Regarding an upbringing of people pleasing.


The first is a childhood where the parents love the child simply because the child exists. Their love is unconditional and totally accepting. They do not criticize or chastise or discipline the child but instead they listen to the child, they encourage and praise, not indiscriminately but in ways which help the child to become aware that every action has consequences, and that consequences must be taken into account in making decisions. Provided that no chance disaster strikes the family bringing hardship and loss, the child in such a family is very likely to be happy, a happiness emanating from a strong sense of self-confidence and worth.

The second kind of childhood is one where the child very quickly identifies what will please the parents and becomes proficient in producing that kind of behaviour, and the parents consistently reward the child for being good.

Knowing what pleases his parents usually enables the child to identify what will please his teachers, and so the queue of adults lining up to be horrible to him is relatively short. However, happiness based on being good is not secure.

In childhood being able to please parents and teachers by being good is very simple compared to the impossible task in adulthood of please family, friends, colleagues, society and God being good. Then every day becomes a struggle to be good enough. Sooner or later disaster strikes, and it can be a hard lesson to learn that no amount of goodness prevents disaster. Only good people get depressed, and people stay depressed because they cannot accept that they need to make fewer demands upon themselves in order to satisfy themselves that they are good."

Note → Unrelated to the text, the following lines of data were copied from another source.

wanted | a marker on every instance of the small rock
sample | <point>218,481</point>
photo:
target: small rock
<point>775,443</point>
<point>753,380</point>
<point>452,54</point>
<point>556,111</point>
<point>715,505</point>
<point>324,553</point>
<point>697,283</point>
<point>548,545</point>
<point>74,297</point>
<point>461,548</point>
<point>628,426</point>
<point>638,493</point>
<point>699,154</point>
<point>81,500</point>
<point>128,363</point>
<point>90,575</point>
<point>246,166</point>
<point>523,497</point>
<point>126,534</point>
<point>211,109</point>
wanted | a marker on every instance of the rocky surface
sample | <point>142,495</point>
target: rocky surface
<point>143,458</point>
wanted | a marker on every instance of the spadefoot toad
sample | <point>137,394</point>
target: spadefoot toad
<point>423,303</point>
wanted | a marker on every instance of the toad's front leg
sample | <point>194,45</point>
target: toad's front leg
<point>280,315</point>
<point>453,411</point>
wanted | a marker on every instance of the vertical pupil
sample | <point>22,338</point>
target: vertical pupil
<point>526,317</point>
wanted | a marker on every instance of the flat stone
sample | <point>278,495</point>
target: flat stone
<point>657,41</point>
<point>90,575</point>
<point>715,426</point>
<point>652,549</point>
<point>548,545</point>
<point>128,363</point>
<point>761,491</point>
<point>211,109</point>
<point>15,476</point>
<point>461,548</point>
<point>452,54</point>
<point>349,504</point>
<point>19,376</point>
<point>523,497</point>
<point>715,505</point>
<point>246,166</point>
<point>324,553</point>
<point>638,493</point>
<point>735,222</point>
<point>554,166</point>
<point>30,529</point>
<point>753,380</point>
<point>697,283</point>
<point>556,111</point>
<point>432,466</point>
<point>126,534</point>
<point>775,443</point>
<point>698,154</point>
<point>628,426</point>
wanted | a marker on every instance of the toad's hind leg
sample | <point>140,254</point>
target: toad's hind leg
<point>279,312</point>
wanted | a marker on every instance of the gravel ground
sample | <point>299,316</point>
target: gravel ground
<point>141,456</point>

I think she over-idealises the first childhood (EVERY family, parents will discipline their children at some time or another- evidence for me, is my neighbours who have very normal kids) Anyway her distinction of childhoods is very interesting for me. One where there is people-pleasing (I recognise doing this with teachers), and one where there is more based (as my interpretation) on normal self-expression. (I've interpreted this in my own way, but other people may interpret this otherwise).